Throughout her career at APTN, McKenzie has helped train and mentor burgeoning journalists interning for the network’s news department.
Aphrodite Salas, MA 99
Assistant professor and director, Graduate Diploma Program, Concordia’s Department of Journalism
Salas is a visual journalist who has worked across Canada and around the world. Before her appointment at Concordia, she was a video journalist, assignment editor and line-up editor for nearly a decade at CTV Montreal.
Prior to that, she hosted her own current affairs radio program on 940 Montreal, and was senior anchor for Global Quebec. As a national correspondent, Salas spent three years on Parliament Hill for CityTV's Toronto and Vancouver stations. She was also national correspondent for CTV News in Montreal, and the network's transportation reporter in Toronto. As an anchor, Salas has been on the desks of CTV's Newschannel, CityTV's CP24 and was weekend anchor at two CTV affiliates — CKCO Kitchener and CFQC Saskatoon.

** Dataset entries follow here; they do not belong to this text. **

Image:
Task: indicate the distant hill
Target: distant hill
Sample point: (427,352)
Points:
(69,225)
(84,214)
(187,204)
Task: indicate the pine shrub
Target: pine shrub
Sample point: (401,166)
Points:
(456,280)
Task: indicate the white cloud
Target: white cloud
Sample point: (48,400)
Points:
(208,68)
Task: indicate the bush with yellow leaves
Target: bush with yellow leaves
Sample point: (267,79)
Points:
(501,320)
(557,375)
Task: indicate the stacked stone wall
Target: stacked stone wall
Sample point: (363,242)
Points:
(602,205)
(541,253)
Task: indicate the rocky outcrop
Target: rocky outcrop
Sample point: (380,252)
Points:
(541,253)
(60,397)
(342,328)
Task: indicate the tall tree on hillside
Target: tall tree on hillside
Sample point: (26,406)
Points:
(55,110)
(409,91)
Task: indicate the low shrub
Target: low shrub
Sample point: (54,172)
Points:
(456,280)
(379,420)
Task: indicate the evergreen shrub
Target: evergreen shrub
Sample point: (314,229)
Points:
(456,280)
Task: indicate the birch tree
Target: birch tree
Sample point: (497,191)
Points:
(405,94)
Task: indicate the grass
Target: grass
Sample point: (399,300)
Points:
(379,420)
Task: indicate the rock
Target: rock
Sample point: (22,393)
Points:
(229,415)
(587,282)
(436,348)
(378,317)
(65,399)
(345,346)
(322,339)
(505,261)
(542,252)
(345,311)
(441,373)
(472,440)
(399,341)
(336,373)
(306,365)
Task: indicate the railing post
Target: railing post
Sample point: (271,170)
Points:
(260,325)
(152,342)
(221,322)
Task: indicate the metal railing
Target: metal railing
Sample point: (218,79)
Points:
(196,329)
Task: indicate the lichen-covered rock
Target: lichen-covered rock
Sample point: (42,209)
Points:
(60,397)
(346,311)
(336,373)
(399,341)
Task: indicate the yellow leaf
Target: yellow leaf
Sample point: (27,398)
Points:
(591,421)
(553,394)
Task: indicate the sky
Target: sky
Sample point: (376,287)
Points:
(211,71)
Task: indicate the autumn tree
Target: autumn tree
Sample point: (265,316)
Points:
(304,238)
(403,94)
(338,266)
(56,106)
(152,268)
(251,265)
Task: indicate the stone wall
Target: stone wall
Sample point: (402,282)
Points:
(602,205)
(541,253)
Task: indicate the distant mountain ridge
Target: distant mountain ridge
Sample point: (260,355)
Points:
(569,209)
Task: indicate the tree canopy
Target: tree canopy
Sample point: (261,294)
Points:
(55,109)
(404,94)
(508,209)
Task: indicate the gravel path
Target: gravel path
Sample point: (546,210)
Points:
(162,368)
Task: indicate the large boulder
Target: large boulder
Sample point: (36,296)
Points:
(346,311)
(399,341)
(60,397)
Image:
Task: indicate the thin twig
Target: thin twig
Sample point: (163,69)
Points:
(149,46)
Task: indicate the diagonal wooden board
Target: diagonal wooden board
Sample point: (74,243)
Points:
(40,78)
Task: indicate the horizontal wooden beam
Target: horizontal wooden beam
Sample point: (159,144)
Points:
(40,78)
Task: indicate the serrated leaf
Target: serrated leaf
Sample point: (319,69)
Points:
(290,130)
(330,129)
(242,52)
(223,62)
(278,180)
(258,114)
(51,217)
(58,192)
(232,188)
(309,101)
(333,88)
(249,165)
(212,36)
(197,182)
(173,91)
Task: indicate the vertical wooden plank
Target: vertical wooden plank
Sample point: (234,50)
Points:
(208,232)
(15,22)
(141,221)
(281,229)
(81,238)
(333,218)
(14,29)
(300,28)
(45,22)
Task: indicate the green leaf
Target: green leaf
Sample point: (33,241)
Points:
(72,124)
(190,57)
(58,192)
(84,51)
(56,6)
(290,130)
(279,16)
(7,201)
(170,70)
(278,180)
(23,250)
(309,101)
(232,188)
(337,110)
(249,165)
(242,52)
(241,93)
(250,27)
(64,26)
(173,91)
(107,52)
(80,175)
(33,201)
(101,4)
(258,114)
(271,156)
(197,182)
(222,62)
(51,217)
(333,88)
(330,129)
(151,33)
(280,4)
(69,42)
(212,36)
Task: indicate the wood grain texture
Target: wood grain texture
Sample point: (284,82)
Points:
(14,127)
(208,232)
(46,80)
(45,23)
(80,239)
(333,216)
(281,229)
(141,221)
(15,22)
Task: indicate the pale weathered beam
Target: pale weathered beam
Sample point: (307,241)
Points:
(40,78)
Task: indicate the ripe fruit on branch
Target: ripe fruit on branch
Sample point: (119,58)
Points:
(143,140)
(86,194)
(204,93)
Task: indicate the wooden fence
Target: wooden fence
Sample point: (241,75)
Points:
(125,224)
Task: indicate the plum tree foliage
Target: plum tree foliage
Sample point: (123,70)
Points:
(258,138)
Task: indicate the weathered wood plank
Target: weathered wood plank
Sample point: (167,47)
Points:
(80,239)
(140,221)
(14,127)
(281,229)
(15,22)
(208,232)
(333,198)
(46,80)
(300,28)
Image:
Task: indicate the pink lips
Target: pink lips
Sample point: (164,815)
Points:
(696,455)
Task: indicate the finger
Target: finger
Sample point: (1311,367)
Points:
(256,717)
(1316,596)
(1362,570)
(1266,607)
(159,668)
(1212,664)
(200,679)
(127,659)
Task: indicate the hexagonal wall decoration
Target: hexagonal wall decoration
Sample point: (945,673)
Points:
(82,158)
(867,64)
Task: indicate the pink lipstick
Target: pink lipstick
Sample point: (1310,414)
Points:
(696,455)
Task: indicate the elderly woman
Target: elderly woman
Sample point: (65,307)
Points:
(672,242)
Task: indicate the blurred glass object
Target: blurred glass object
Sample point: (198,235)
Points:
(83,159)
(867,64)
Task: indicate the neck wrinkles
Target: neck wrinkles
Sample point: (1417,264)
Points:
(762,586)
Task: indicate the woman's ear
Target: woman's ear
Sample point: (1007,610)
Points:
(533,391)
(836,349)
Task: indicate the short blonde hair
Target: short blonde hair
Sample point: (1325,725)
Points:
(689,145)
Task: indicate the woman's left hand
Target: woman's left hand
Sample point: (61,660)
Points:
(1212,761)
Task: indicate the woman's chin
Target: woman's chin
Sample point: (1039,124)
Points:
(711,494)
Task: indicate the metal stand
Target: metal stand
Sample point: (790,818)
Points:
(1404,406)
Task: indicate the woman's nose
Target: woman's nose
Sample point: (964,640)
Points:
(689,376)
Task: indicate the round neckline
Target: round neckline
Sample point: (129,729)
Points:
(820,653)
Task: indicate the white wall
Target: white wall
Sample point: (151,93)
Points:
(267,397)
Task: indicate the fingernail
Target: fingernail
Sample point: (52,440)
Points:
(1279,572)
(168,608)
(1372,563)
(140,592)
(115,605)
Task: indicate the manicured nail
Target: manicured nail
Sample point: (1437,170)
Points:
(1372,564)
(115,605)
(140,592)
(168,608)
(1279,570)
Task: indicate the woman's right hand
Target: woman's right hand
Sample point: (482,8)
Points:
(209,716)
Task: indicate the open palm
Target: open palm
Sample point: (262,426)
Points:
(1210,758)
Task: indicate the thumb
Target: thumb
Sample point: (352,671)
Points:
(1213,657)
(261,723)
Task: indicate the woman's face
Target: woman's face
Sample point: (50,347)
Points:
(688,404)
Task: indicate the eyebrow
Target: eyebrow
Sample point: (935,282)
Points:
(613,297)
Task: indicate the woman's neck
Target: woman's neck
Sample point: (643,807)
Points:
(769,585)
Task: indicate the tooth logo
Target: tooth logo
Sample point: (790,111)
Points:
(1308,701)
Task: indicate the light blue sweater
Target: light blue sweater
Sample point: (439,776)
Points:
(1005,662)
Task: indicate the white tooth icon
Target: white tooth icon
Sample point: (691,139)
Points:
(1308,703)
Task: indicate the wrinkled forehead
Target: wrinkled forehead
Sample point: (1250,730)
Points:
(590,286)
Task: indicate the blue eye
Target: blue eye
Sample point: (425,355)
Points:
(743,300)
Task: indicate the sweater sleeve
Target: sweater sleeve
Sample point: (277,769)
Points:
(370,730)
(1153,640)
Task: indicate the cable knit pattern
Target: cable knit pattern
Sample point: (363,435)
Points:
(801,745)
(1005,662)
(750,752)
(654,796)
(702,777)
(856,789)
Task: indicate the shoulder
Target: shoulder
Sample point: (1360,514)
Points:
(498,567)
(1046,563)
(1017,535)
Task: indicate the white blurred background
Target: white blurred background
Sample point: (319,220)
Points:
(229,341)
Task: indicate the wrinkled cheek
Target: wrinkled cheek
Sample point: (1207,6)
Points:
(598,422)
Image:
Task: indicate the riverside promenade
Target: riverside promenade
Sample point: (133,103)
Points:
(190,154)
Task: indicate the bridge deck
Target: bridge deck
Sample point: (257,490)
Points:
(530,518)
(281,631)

Salas began her visual journalism career while working at the Reuters East Africa bureau in Nairobi, Kenya. In a pinch, her bureau chief needed a French-speaking journalist to travel to West Africa and produce a number of short documentaries. She ended up traveling through Cameroon, Ivory Coast, Burkina Faso and Ethiopia as part of the assignment. Salas has also worked in India, England, the United States and sailed around the Pacific Ocean as part of an initiative of the Government of Japan.